Add to Cart: Take Visitors to Cart Page or Stay With Products?

Regarding a visitor adding an item to their shopping cart, I’m trying to find out which has been found to be most effective for sales conversion:

Should clicking on the ‘add to cart’ button take visitors to their shopping cart… or should it leave them on product pages?

Which is most effective? Have there been any studies done on this? Where could I find answers to questions like this?

Ideally I would test it for myself and compare results but in my low-sales-volume situation, it would take months to have enough data to reliably compare.

Thanks

If you have only one product I would change it from “add” to “buy”.

If you have more than one product, you wouldn’t mind if they bought only one because their shopping was interrupted?

How about when you click “Add to basket”, it pops up a light box giving users the option to ‘Go to checkout’ or ‘Continue shopping’? That is seamless because it doesn’t require a page load, and gives the user control of their destination. It also allows you to put up a confirmation message to say that the item has been successfully added without interrupting the work flow.

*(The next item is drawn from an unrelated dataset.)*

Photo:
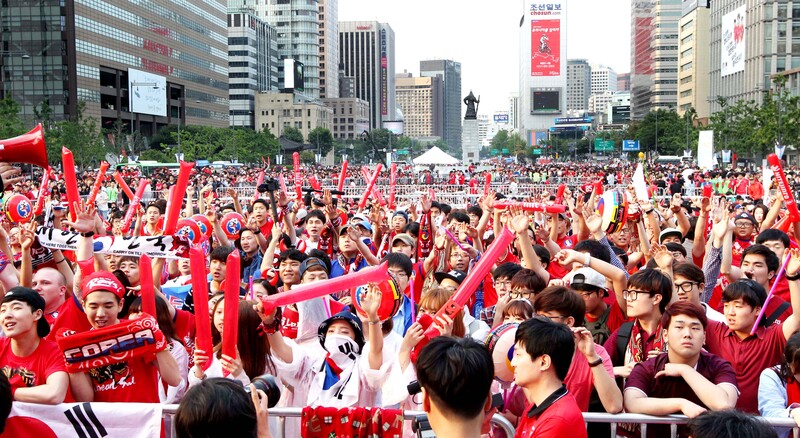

I have no research or anything, just thinking out loud here!

From a purely personal point of view, I prefer the kind of approach Stevie D suggests. Several sites I use display light boxes; one of these closes automatically after ten (I think) seconds, or it can be closed manually. Other sites use a sidebar to show the contents of the basket without taking you away from the page you are on.

Bottom line - I prefer not to be taken to the basket.

Ask your friends, family, colleagues - anybody you know who shops online, however infrequently. It won’t be scientific, but it will give you a rough idea of the views of real people. :slight_smile:

Test it with Google Analytics Content Experiments (for example) and you will have the answer. You really do not need a high traffic volume to do this.